Je visite occasionnellement ton site pour avoir de tes nouvelles. Je suis contant d’être tombé sur ce petit texte qui me donne une idée de ce qui ce passe de bien pour toi.

Je suis en ce moment dans le nord de l’Ontario (ou je fais beaucoup de photo) et après l’Islande je serai au Témiscamingue pour une semaine ou deux. Comme tu vois ça me fais moi aussi plusieurs déplacements d’un mois à l’autre durant l’été. Je reviens à Montréal en août pour poursuivre mon doctorat.

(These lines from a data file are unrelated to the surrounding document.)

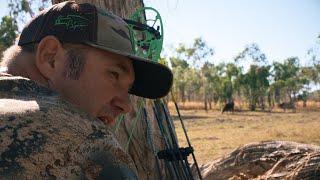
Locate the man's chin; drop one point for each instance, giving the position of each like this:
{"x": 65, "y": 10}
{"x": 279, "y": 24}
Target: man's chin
{"x": 107, "y": 120}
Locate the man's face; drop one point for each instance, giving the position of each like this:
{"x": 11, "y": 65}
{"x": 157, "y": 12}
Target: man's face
{"x": 101, "y": 89}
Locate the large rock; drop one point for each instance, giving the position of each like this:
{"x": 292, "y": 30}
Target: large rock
{"x": 267, "y": 160}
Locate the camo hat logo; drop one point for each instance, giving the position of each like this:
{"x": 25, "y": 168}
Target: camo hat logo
{"x": 87, "y": 24}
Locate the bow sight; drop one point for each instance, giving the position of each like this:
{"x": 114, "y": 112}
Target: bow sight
{"x": 147, "y": 40}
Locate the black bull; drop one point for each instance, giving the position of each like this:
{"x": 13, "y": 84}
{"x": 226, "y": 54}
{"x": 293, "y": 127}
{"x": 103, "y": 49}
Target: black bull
{"x": 228, "y": 107}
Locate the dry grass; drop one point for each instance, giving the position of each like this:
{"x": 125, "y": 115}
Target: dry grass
{"x": 213, "y": 134}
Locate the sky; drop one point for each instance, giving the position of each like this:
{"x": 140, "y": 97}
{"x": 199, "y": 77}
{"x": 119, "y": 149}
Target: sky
{"x": 281, "y": 28}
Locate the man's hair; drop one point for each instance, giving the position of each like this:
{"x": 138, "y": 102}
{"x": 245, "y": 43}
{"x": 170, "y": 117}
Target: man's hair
{"x": 75, "y": 58}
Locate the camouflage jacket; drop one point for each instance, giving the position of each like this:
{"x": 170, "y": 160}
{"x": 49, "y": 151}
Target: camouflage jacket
{"x": 44, "y": 137}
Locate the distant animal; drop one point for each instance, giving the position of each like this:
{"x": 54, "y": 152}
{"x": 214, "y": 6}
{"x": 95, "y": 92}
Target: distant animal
{"x": 287, "y": 105}
{"x": 228, "y": 107}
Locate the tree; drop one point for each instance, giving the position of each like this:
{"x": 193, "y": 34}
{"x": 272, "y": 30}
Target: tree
{"x": 288, "y": 79}
{"x": 254, "y": 83}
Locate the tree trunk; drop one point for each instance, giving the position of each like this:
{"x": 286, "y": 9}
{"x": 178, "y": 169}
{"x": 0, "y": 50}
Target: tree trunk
{"x": 266, "y": 160}
{"x": 135, "y": 129}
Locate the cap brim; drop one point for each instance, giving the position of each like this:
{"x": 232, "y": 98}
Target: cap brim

Ce que pour ma part j’aime dans les déplacements, (Je suis aller en Asie, en Hollande, en Belgique, en France, en Suisse et dans quelques provinces canadiennes pour des périodes entre deux semaines et trois mois) c’est la désorientation du début qui nous met dans un mode accentué de découverte et de réception aux choses, surtout au début quand on s’installe. J’aime bien moi aussi les périodes de un à trois mois mais je compte essayer quelques périodes un peu plus longues bientôt. Pour moi cependant chaque voyage doit-être lié à un projet, photographie ou design. Le séjour en Islande est directement lié à mon intérêt pour la nordicité en photographie.

Bon séjour à Halifax Brigitte et profite en bien.

Denis Rioux

Jorge’s photoJorge replied on

Hi Brigitte, I just found your articles "Like a Nomad in Search of a Home" and read them one after the other. Very interesting description of your adventures moving from one city ot another. I liked your place in Halifax, as I had the chance to visit you a couple of days; lots of full bookshelfs with interesting art-related books. Also the neighbourhood was pretty neat. I myself will be moving again, for the second time this year, and I understand perfectly well the feeling of being a sort of "tourist" each time, even in the same city. Do you know where you are going after Switzerland?